The arthritides can be divided into Osteoarthritis, Inflammatory Arthritis, Connective Tissue Arthritis, Metabolic/Endocrine Arthritis and Infectious Arthritis.
Under the larger category of 'Inflammatory Arthitis' is Rheumatoid Arthritis and Rheumatoid Variants aka Seronegative Spondylarthropathies. The Seronegative Spondylarthropathies include Ankylosing Spondylitis, Reiter Syndrome, Psoriatic Arthritis, and Enteropathic Arthritis (UC, Crohn, and Whipple disease).
The prototype and most common of the seronegative spondylarthropathies is ankylosing spondylitis. Rheumatoid factor is negative (thus the name seronegative) but a high percentage of patients (up to 95%) possess histocompatibility antigen HLA-B27 (HLA-B27 in 25%-60% Psoriatic patients - usually those with spondylarthropathy - and 80% Reiter's patients).
Ankylosing spondylitis is a chronic, progressive inflammatory arthritis principally affecting the synovial joints of the spine and adjacent soft tissues as well as the sacroiliac joints; however, peripheral joints (ie hips, shoulders, and knees) may be involved. Extraarticular features include iritis, cardiac conduction defects, pulmonary fibrosis, and aortic incompetence. (Psoriatic extraarticular manifestations include skin disease which often predates arthropathy, soft tissue swelling in the digits, and nail changes including thickening/pitting/discoloration, a barometer of severity of the arthropathy. Reiter's extraarticular manifestations include urethritis/cervicitis and conjunctivitis).
AS is seen predominantly in men (7:1) at a young age (15-35 yo). (PA males = females, Reiter's males > females).
In AS, the sacroiliac joints are classically the site of initial involvement. First there is cortical unsharpness/loss of definition followed by erosions and joint widening. (These findings may be more prominent initially on the iliac side of the joint where the cartilage is thinner though eventually both sides are involved). Later in the process the synovial portions of the SI joints fuse. The hallmark of late disease is bilaterally symmetric fusion.
In AS, spine involvement classically follows SI abnormalities. It begins in the spine at the thoracolumbar and lumbosacral junctions and extends contiguously (RARELY are there skip areas as can be seen more with Reiter's and Psoriatic arthropathies. A caveat to this is that AS in females can skip more often). First there is osteitis at the peripheral corners of the vertebral bodies (if + reactive sclerosis, then 'shiny corners' appearance). The osteitis leads to a loss of the normal vertebral concavity giving it a characteristic squaring.

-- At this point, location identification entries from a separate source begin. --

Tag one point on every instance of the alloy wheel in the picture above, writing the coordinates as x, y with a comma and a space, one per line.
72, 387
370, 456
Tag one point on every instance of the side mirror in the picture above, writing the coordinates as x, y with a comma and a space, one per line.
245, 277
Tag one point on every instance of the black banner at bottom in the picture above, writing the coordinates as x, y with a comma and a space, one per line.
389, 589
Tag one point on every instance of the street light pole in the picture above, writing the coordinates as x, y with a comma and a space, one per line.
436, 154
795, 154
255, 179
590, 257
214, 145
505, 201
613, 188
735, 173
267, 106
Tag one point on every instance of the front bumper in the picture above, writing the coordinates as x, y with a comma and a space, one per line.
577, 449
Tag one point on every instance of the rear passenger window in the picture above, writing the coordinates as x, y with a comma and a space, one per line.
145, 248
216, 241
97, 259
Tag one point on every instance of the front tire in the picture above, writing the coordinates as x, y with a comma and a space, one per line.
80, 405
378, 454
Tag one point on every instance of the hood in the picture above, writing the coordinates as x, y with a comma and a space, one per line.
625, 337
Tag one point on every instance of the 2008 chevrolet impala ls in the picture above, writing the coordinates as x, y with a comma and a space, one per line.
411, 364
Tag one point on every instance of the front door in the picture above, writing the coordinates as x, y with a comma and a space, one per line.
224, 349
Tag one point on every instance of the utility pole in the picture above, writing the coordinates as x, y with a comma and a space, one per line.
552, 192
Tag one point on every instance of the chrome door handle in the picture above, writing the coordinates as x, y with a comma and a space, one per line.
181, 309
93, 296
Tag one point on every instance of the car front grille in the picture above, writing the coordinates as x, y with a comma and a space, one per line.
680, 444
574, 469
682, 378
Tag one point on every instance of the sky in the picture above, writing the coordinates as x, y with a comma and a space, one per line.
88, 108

Eventually syndesmophytes form IN the annulus fibrosis at the discovertebral junction (these AS syndesmophytes are thin/delicate vertical ossifications in contradistinction to the bulky nonmarginal osteophytes that arise from the vertebral body itself in Reiter's and Psoriatic arthropathies). End stage is ankylosis, a 'bamboo spine'. In a bamboo spine there is undulating ankylosis of vertebral bodies and fusion of apophyseal joints. At this stage, osteoporosis ensues secondary to limited mobility and disuse. This makes the fused osteoporotic spine vulnerable to fracture even from mild trauma. Fractures often extend through the disk space and the posterior elements. If undetected, a fracture could result in motion across this segment, the consequences of which could prove devastating.
In up to 50% of patients, the hip is involved in AS. Radiographically the appearance is of concentric narrowing, erosive and productive change, and protrusio acetabuli. As with the SI joints, involvement of the hips is often bilateral.
The images provided delineate a classic case of the SI joint involvement in ankylosing spondylitis. There are no spine findings... yet.